To successfully broach violence related subjects requires a training format that is not overly intense, graphic, or stressful. The training approach has to try to reach the entire audience and bring everyone along on the journey, even those reluctant to do so.

Be ready with facts: We live in an age of instant information access where rising standards of education have resulted in audiences that are more knowledgeable and advancing technologies provide access to facts & figures at the press of a button.

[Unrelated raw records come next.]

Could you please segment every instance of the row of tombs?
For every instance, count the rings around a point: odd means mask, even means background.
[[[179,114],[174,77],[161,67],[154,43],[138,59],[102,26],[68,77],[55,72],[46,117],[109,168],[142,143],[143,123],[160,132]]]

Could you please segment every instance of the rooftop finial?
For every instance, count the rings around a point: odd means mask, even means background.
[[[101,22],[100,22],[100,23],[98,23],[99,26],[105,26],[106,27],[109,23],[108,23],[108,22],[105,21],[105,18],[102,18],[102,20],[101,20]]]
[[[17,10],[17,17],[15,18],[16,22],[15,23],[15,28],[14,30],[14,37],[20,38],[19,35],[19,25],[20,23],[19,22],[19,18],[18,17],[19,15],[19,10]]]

Generalizations will no longer do. Just one unsubstantiated claim can entirely undermine your credibility with an audience. When citing facts, figures, or statistics, you need to be as accurate as possible ready, and be ready to provide sources (And Wikipedia doesn't count).

Some people won’t believe you: It’s important to remember that no matter how reliable the source, or accurate your information, there will be those who will steadfastly refuse to believe what you’re saying. It is not hard to see where this comes from, as some have an almost religious devotion to their personal worldview and disdainfully refute all others.

The key is to realize that those who are so resistant to other viewpoints will seldom change their minds, your job as a presenter is to communicate as clearly and accurately as possible and try to provide unbiased information; acceptance or rejection is up to the recipient.

Your job is to educate the those in your audience that are open to learning. If the information is presented well, the most attendees will listen and retain the message.

Expect the unexpected: Unfortunately, one of the biggest problems that can occur during training is injury or distress. What makes this so hard to prevent is that almost any item or any activity could cause injury in a multitude of ways.

Not everyone you train will be 6-foot-tall, 20-something Olympic athlete. For some, the mere act of participating in the training, no matter how low-impact, will be a cause of anxiety. In any given training session, your participants may include elderly, pregnant, first-job novices, and seasoned veterans; as well as attendees with low emotional and stress thresholds, medical issues, limited mobility, and countless other impacting factors. However, all employees need security training. Attackers won’t differentiate between victims, so all must be informed. The key is building a training approach that builds toward the more stressful subject matter in a methodical manner.

So, what to do? “Expect the unexpected”, realize that in all probability, something will happen. It could be as simple as someone becoming anxious at the prospect of violent imagery, or stressed by the topic being discussed, or as serious as a fall injury during a simple walk-through exercise. Once you’ve accepted that an accident may happen, you can then make steps to mitigate the hazards and develop contingencies in case something does happen.

Incorporating the lessons learned into the programs have led to our growing number of positive reviews and requests for training.

As President Roosevelt stated so well –

“The only man who makes no mistakes is the man who never does anything. Do not be afraid to make mistakes, providing you do not make the same one twice.”